Learning to Fuzz: Application-Independent Fuzz Testing with Probabilistic, Generative Models of Input Data

J. Patra, M. Pradel. 2016

Fuzzing is a popular technique to create test inputs for software that processes structured data. It has been successfully applied in various domains, ranging from compilers and interpreters over program analyses to rendering engines, image manipulation tools, and word processors. Existing fuzz testing techniques are tailored for a particular purpose and rely on a carefully crafted model of the data to be generated. This paper presents TreeFuzz, a generic approach for generating structured data without an a priori known model. The key idea is to exploit a given corpus of example data to au- tomatically infer probabilistic, generative models that create new data with properties similar to the corpus. To support a wide range of different properties, TreeFuzz is designed as a framework with an extensible set of techniques to infer generative models.
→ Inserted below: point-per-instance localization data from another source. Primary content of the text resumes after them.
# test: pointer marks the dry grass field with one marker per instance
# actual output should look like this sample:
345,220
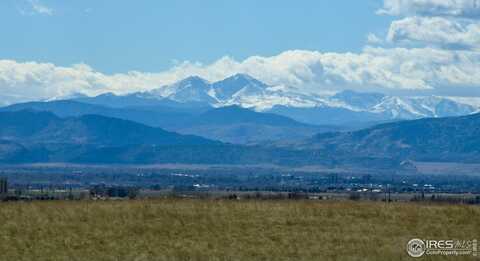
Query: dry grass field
174,229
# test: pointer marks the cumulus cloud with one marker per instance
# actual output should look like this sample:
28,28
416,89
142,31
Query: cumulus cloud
444,55
439,31
390,69
33,7
454,8
373,39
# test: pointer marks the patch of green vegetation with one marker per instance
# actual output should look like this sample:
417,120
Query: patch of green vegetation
180,229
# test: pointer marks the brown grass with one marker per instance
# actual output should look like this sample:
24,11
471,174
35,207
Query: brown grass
173,229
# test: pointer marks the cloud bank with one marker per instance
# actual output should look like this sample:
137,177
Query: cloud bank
432,46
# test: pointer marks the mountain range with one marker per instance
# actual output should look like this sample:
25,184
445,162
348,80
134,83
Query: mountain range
241,120
31,136
346,108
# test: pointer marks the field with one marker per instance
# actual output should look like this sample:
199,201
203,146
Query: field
188,229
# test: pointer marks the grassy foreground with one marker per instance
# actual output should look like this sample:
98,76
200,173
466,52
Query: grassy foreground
173,229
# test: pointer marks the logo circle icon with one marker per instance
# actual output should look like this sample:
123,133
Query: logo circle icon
416,247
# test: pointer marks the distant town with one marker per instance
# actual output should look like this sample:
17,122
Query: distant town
141,182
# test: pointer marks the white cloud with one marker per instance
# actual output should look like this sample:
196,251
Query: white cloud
390,69
438,31
373,39
455,8
32,7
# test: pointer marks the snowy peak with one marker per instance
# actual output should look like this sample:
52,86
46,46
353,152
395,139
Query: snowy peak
359,100
238,85
191,89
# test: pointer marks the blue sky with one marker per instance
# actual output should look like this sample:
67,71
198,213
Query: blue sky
119,35
54,48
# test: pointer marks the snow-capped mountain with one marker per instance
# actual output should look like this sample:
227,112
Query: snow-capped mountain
346,107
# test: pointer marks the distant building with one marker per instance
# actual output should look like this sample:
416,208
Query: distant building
3,186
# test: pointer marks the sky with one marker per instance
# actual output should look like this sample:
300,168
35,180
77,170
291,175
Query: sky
54,48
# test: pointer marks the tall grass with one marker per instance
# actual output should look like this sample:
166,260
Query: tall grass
173,229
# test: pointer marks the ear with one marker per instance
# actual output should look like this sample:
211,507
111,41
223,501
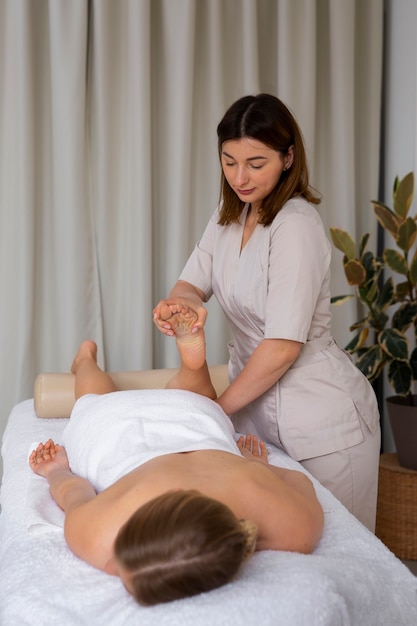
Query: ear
112,567
289,158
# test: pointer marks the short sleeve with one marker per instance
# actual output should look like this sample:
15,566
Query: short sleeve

We apply the idea to JavaScript programs and HTML documents and show that the approach generates mostly valid data for both of them: 96.3% of the generated JavaScript programs are syntactically valid and there are only 2.06 validation errors per kilobyte of generated HTML. The performance of both learning and generation scales linearly w.r.t. the size of the corpus. Using TreeFuzz-generated JavaScript programs for differential testing of JavaScript engines exposes various inconsistencies among browsers, including browser bugs and unimplemented language features.